Reader Cheryl wrote in to the TPG team with a bit of good news:
“I decided to apply for an IHG credit card, and received my card today. While reading the enclosed information about the Collision Damage Waiver, I could not find any country rental exemptions. I was very happy to find that when I called the Chase customer service number, they informed me that all countries were covered worldwide.”
The Collision Damage Waiver (CDW) is a common ancillary benefit of many credit cards. Generally, it provides secondary rental car insurance coverage for any damage you cause to a rental car. However, many cards have historically excluded certain countries or regions from coverage.
Cheryl’s message (and confirmation from Chase) indicates that the CDW benefit on the IHG Rewards Club Select Credit Card no longer has such exclusions. In fact, that’s now the case for all Chase credit cards. This news got the TPG team thinking about which countries are excluded by each card brand, so today I’ll look at the top cards that offer CDW as a cardholder benefit to see precisely how far and wide the coverage extends, and where it’s unavailable.
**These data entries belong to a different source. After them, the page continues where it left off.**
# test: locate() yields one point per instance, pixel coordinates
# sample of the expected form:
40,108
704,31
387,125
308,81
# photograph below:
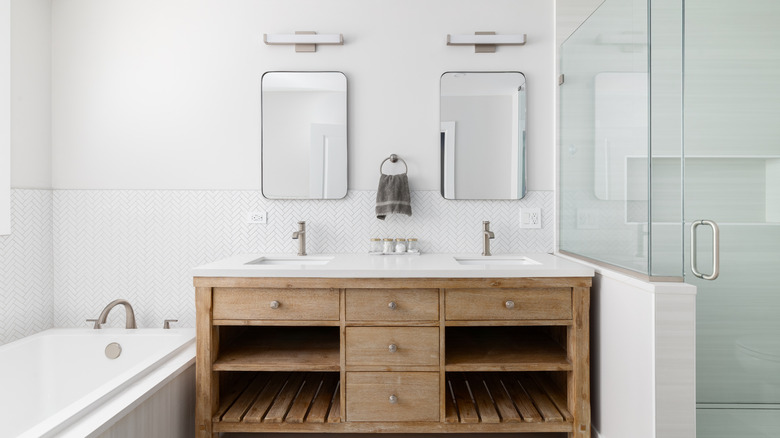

If there’s one crucial bit I learned while researching for this post, it’s that every card has its own fine print, qualifications, exclusions, and eligibility criteria when it comes to rental car insurance. Before you bank on being covered, read your cardholder benefits and call your credit card issuer to confirm the details of your policy.
Credit Card Car Rental Insurance Coverage Basics
First, here are a few essentials that apply to almost all credit cards:
- I am 99.9% confident in saying that liability coverage is never going to be a part of your benefit. Collision Damage Waivers and similar Car Rental Loss and Damage (CRLD) Insurance covers theft and damage to your rental car; that’s it.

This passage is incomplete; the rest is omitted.